Once a delicacy eaten by Chinese emperors, one of the world’s largest freshwater fish just went extinct.
Nicknamed the “water tiger” and “panda of the Yangtze,” the Chinese paddlefish is reportedly dead after surviving 150 million years, according to a new study in the Science of The Total Environment.
The paddlefish’s extinction is the latest to cause researchers to sound a global alarm bell on the dangers of overfishing and habitat fragmentation.
Researchers conducting a year-long survey of the Yangtze River identified more than 330 fish species but did not find a single specimen of paddlefish, which resembles a swordfish. They also could not locate any of 140 fish species typically found in the river, and most are considered highly endangered, the study said.
Chinese paddlefish populations began to decline drastically in the late 1970s as a result of overfishing and habitat fragmentation, the study said.
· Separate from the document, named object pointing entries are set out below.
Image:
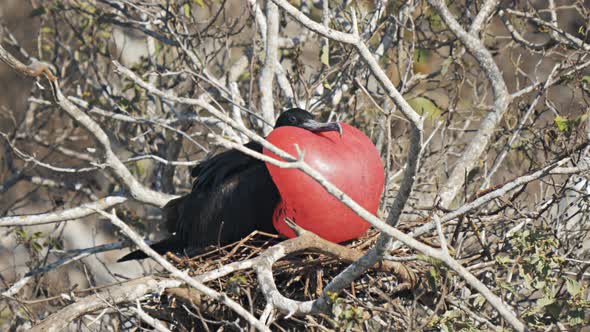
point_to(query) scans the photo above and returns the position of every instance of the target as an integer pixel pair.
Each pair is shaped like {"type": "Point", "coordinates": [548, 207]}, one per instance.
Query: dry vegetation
{"type": "Point", "coordinates": [478, 108]}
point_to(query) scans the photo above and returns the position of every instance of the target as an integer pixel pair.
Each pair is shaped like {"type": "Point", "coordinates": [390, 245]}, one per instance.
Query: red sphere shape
{"type": "Point", "coordinates": [351, 163]}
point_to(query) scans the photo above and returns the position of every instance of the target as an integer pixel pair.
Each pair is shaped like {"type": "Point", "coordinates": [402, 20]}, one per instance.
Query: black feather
{"type": "Point", "coordinates": [232, 196]}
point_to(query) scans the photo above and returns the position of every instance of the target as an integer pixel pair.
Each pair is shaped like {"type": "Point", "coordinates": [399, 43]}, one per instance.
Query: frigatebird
{"type": "Point", "coordinates": [232, 196]}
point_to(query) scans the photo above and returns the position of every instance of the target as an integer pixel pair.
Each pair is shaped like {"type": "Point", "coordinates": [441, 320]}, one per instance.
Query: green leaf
{"type": "Point", "coordinates": [544, 301]}
{"type": "Point", "coordinates": [573, 287]}
{"type": "Point", "coordinates": [187, 9]}
{"type": "Point", "coordinates": [425, 107]}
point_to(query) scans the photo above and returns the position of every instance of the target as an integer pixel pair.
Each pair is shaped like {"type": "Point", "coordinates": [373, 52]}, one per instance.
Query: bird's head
{"type": "Point", "coordinates": [296, 117]}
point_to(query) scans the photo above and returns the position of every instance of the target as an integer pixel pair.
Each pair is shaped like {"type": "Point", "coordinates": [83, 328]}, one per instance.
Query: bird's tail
{"type": "Point", "coordinates": [170, 244]}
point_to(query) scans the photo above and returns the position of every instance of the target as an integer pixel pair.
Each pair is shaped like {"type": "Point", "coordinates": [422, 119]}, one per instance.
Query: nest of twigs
{"type": "Point", "coordinates": [373, 302]}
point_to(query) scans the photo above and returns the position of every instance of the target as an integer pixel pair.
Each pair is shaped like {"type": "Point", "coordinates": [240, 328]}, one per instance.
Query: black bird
{"type": "Point", "coordinates": [232, 196]}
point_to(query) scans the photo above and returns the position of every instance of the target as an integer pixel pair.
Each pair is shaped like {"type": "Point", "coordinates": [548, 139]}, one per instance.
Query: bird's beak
{"type": "Point", "coordinates": [316, 127]}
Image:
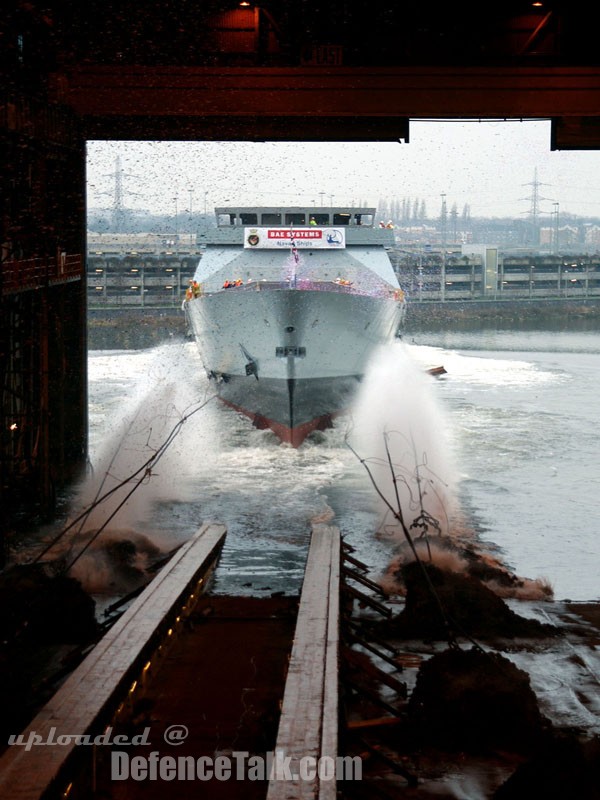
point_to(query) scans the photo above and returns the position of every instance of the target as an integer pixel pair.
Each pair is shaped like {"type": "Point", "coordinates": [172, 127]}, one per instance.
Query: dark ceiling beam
{"type": "Point", "coordinates": [320, 104]}
{"type": "Point", "coordinates": [441, 92]}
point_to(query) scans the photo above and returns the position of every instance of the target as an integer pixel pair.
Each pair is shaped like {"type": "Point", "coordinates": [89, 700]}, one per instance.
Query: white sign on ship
{"type": "Point", "coordinates": [300, 238]}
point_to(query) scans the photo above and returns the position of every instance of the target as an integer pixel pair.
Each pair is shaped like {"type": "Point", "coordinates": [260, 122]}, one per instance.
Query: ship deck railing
{"type": "Point", "coordinates": [305, 285]}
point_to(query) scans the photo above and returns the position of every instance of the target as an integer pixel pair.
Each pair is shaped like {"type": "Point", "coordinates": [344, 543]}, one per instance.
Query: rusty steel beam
{"type": "Point", "coordinates": [102, 94]}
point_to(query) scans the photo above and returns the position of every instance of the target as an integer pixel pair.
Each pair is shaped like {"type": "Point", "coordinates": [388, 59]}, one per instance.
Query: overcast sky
{"type": "Point", "coordinates": [489, 166]}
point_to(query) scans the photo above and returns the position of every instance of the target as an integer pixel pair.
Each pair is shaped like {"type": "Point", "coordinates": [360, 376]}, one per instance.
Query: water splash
{"type": "Point", "coordinates": [402, 436]}
{"type": "Point", "coordinates": [400, 433]}
{"type": "Point", "coordinates": [137, 463]}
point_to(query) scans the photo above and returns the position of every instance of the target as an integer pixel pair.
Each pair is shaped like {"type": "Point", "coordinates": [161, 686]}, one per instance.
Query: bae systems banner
{"type": "Point", "coordinates": [300, 238]}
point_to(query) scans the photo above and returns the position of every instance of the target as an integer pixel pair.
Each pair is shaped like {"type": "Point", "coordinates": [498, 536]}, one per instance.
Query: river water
{"type": "Point", "coordinates": [504, 447]}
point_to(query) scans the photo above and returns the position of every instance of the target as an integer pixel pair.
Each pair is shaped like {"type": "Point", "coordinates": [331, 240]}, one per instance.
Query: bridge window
{"type": "Point", "coordinates": [249, 219]}
{"type": "Point", "coordinates": [295, 219]}
{"type": "Point", "coordinates": [271, 219]}
{"type": "Point", "coordinates": [341, 219]}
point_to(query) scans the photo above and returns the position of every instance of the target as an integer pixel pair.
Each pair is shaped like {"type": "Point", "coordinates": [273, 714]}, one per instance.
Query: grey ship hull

The fish went functionally extinct (could not reproduce) in 1993 before disappearing completely sometime between 2005 and 2010, the study said. The last live specimen was observed in 2003.
“The delayed extinction of Chinese paddlefish resulted from multiple threats, suggesting that optimizing conservation efforts on endangered Yangtze fauna is urgently needed,” the researchers wrote.
Scientists say that two other species native to the river, the reeves shad and the Yangtze River dolphin (or baji), have also gone extinct.